Jakub BłaszczykowskiJakub BłaszczykowskiRoger Gorączniak/Wikipedia

- Zawiedliśmy na Euro 2012, ale w sporcie, podobnie jak w życiu, trzeba się szybko podnieść - powiedział przed środowym towarzyskim meczem z Estonią w Tallinnie Jakub Błaszczykowski, który nadal będzie kapitanem piłkarskiej reprezentacji.
Informację o pozostawieniu opaski Błaszczykowskiemu przekazał podczas wtorkowej konferencji prasowej w Tallinnie selekcjoner Waldemar Fornalik. Jak dodał, dla niego to była "oczywista decyzja". A dla samego zainteresowanego?
- Nie patrzę w kategoriach, czy to oczywiste. Skupiam się na reprezentacji. Wiem, że zawiedliśmy na Euro. Do końca nie osiągnęliśmy celu, który sobie założyliśmy. Ale w sporcie i w ogóle w życiu jest tak, że po upadku trzeba się szybko podnieść i żyć dalej. W naszym przypadku, grać dalej. Mamy taką szansę w środę - powiedział Błaszczykowski.
- Chcemy dać z siebie to, co najlepsze.

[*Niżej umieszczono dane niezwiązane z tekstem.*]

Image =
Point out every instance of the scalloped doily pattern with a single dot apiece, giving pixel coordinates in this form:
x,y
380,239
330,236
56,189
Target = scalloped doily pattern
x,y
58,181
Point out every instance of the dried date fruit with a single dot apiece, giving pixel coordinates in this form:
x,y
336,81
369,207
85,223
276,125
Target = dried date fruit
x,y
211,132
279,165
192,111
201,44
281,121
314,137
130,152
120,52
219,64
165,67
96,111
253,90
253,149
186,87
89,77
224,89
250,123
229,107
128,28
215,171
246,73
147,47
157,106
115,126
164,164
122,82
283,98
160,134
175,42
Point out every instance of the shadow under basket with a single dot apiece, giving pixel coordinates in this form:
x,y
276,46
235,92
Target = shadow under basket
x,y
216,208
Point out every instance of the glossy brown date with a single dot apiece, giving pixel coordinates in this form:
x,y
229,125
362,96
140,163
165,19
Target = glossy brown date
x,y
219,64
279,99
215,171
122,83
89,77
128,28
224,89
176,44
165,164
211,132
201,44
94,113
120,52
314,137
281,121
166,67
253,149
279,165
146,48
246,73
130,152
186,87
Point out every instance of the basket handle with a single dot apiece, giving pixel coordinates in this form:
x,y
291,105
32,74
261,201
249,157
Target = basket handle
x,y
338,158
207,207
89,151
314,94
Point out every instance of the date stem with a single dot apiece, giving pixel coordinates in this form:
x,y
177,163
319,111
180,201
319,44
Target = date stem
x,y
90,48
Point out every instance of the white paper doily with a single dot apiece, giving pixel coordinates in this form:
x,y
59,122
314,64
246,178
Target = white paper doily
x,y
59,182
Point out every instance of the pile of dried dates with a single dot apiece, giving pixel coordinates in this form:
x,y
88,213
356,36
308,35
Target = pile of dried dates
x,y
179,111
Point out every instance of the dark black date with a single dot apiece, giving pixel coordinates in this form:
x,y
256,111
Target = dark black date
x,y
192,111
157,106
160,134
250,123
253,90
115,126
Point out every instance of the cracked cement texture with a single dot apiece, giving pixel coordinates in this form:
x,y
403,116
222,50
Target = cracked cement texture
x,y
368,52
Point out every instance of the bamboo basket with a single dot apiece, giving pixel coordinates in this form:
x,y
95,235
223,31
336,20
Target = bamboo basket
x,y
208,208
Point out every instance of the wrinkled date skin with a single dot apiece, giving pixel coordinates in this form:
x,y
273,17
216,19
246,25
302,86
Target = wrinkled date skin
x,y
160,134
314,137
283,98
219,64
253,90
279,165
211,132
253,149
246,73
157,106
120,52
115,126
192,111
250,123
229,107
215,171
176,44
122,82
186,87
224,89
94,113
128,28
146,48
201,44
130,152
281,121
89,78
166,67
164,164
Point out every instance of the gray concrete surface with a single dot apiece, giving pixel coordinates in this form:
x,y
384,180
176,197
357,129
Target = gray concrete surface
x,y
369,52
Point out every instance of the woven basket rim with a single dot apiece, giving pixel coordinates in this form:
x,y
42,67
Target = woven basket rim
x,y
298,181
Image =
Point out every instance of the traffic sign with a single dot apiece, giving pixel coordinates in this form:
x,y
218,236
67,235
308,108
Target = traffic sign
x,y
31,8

Tak jak w meczu mistrzostw Europy z Rosją. Jest trener, który ma swoją wizję. Wie, jak to poukładać. My ufamy selekcjonerowi"- dodał czołowy piłkarz Borussii Dortmund.
Estonia w rankingu FIFA jest wyżej niż Polska (49. miejsce, biało-czerwoni - 54.), choć jeszcze niedawno należała do piłkarskich "kopciuszków". Od 2002 roku spotkała się z Polską pięć razy, ale za każdym razem przegrywała.
- Rozmawiałem niedawno z kolegą z Borussii, który rywalizował z Estończykami w eliminacjach Euro 2012 (prawdopodobnie chodzi o Nevena Subotica). Mówił o tej reprezentacji bardzo dobre rzeczy, zresztą jego Serbia okazała się słabsza od Estończyków. Nasz przeciwnik w ostatnim czasie zrobił spory postęp, ale oczywiście nie boimy się środowego meczu - zaznaczył Błaszczykowski.